En medio de la Sierra Madre Oriental, en Nuevo León, la naturaleza se encargó de regalarnos un lugar donde nuestros juegos de infancia cobran vida: el Cañón de Matacanes.
Desde lo alto del Cañón de Matacanes, los latidos de mi corazón se vuelven audibles, los pies pesan, el calzado deportivo tan ligero se convierte en un ancla que me mantiene fijo a la piedra, con la mirada clavada en el agua que yace en calma doce metros más abajo.
Hay personas a mi alrededor, pero no escucho más que la batiente percusión dentro de mi pecho. Abajo, en el agua, un guía me indica el punto exacto desde donde saltaré del Cañón de Matacanes.

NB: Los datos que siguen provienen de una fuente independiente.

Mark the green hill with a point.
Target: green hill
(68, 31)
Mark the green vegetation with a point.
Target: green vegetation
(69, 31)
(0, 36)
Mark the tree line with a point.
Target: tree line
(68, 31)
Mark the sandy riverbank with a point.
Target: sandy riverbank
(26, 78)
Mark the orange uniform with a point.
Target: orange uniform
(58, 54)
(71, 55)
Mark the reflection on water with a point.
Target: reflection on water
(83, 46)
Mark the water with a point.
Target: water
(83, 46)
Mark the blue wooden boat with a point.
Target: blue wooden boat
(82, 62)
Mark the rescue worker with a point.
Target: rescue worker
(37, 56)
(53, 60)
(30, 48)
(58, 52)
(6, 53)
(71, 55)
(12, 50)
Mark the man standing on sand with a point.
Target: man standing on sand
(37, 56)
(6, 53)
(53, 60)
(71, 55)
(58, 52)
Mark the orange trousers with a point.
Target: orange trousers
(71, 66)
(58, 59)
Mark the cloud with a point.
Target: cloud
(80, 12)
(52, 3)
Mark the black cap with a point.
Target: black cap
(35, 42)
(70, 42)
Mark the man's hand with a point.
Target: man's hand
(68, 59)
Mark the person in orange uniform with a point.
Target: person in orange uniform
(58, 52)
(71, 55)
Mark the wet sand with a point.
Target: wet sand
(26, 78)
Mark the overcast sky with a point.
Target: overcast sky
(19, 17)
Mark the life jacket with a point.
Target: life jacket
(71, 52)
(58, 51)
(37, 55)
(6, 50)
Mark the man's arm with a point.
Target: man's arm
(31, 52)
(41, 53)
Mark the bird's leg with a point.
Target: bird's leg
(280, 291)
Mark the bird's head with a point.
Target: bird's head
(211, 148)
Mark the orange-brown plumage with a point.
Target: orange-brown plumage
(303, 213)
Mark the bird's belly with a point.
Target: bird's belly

Alguien a mis espaldas inicia una cuenta regresiva. El salto es exacto. No grito y no cierro los ojos. El tiempo se detiene cuando rompo el agua y me suspendo en la ingravidez propiciada por mi chaleco salvavidas.
El Cañón de Matacanes se ha ganado un lugar inamovible en mi memoria y a la vez soy partícipe de la colección de emociones que resguarda este cañón.